The left half of Ray's mouth turned up in a grin, and he glanced at Fraser, who frowned again. Still grinning, Ray turned back to the blonde. "So, Ms. Barrows, you're saying that she isn't all that she seems, is that right?"

The blonde laughed, showing teeth that had been yellowed and artificially whitened behind dark lipstick. "Nobody is that nice and good. Tell me this, detective: if you wanted to get your hands on an easy few million, and you had a rich uncle, what would you do?"

Ray's grin spread across his face and he nodded surely. "I'd get real cozzie and sweet as sugar candy."

The woman smiled at him. "Exactly. Anna spent half her time in Chicago in that garage, talking shop and messing with those stupid clunker cars of his. The last few months before he died, she was the only one he allowed in the garage, he kept it locked up and gave her the only other key. Said she was the only one who 'gave his babies the proper respect,' but if you ask me, I think he was getting paranoid. Not about the right person, though."

The last sentence was said with an unmistakable sneer.

Fraser cleared his throat. "May we see the garage in question, ma'am?"

She shrugged blue silk-covered shoulders. "Sure. The appraisers are the only ones that have been in there since the accident, so everything should be as they left it."

Ray and Fraser looked at each other, then Fraser donned his hat and they both followed the woman out of the large, ornately decorated house to the immense garage behind the place.

The woman unlocked the side door and let them in. Fraser paused at the door, minutely examining the door knob and jamb. Ray looked back at him and Ben shook his head. "No sign of forced entry or residue on the latch."

Once inside, the smell of motor oil and rubber filled the air. A dozen shining cars, including a variety of Porsches and classic domestics, took center stage for the majority of the immaculate garage. Ray whistled his appreciation. 

"He had quite the collection."

Fraser immediately headed towards the one space in the queue, and Vecchio jumped to follow.

"These were just his personal favourites," said the blonde, crushing out her cigarette in the ashtray by the door. "The show pieces and investments he kept in a guarded warehouse downtown."

Fraser stooped over a few small puddles of fluid in the empty parking space. "These are the only spills here," he said, gesturing over the distinct, multi-colored drippings, "the other cars are clean underneath."

"He cleaned this garage out every other week. Never let the cars drip, anyway."

Fraser nodded. "That explains why the spots haven't absorbed into the concrete to any great extent. Where is the car that is usually parked here?"

 "That's where he kept the MG, the car he was driving the day he died." Fraser raised his eyebrows.

"So, what do we got here, then?" asked Ray, bending over to touch some of the drippings, but Fraser grabbed his hand.  

"No, Ray," he bent over the spot and sniffed. "Acid."

"Acid!" The blonde, standing behind them, gasped loudly.

Fraser nodded. "Hydrochloric acid, if I am not mistaken. A fairly strong mixture of it. Not easily obtainable."

Ray stood. "Unless you have access to a lab....like a University lab."

Fraser looked at him with down-angled eyes. "Yes...."

"Yes!" yelled Ray, then regained his composure as the woman looked at him oddly.

"What are you saying?" she asked, looking at him from under a pinched brow.

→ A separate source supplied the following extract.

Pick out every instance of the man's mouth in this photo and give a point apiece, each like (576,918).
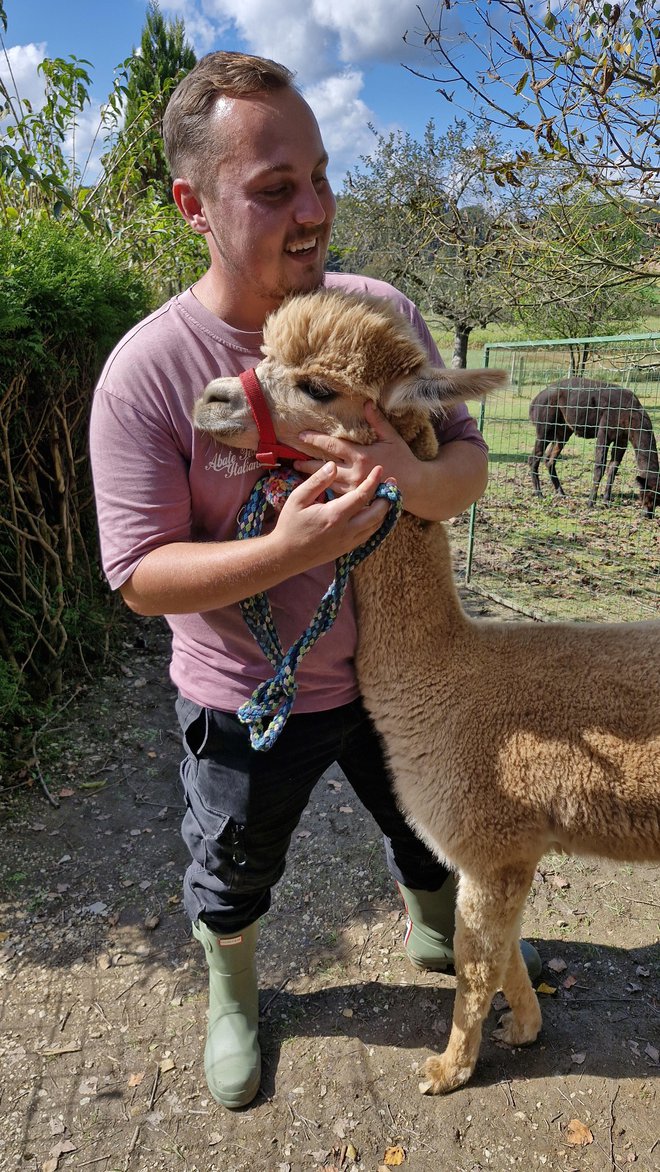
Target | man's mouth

"Well, we are merely, uh, working on some theories surrounding your father's death. Could we look around here for a few minutes, alone?"

She nodded. "Of course. Just lock the door behind you when you leave."

The woman left and Fraser looked up at Ray. "There are two spills of pressure-system fluids, probably the steering fluid as well as the brake fluid. Acid would sever the lines more slowly and make it look naturally worn. The river would have washed away all traces of the acid. Whoever did this made sure Leonard Barrows had no safety left in his car, and that it would look like an accident."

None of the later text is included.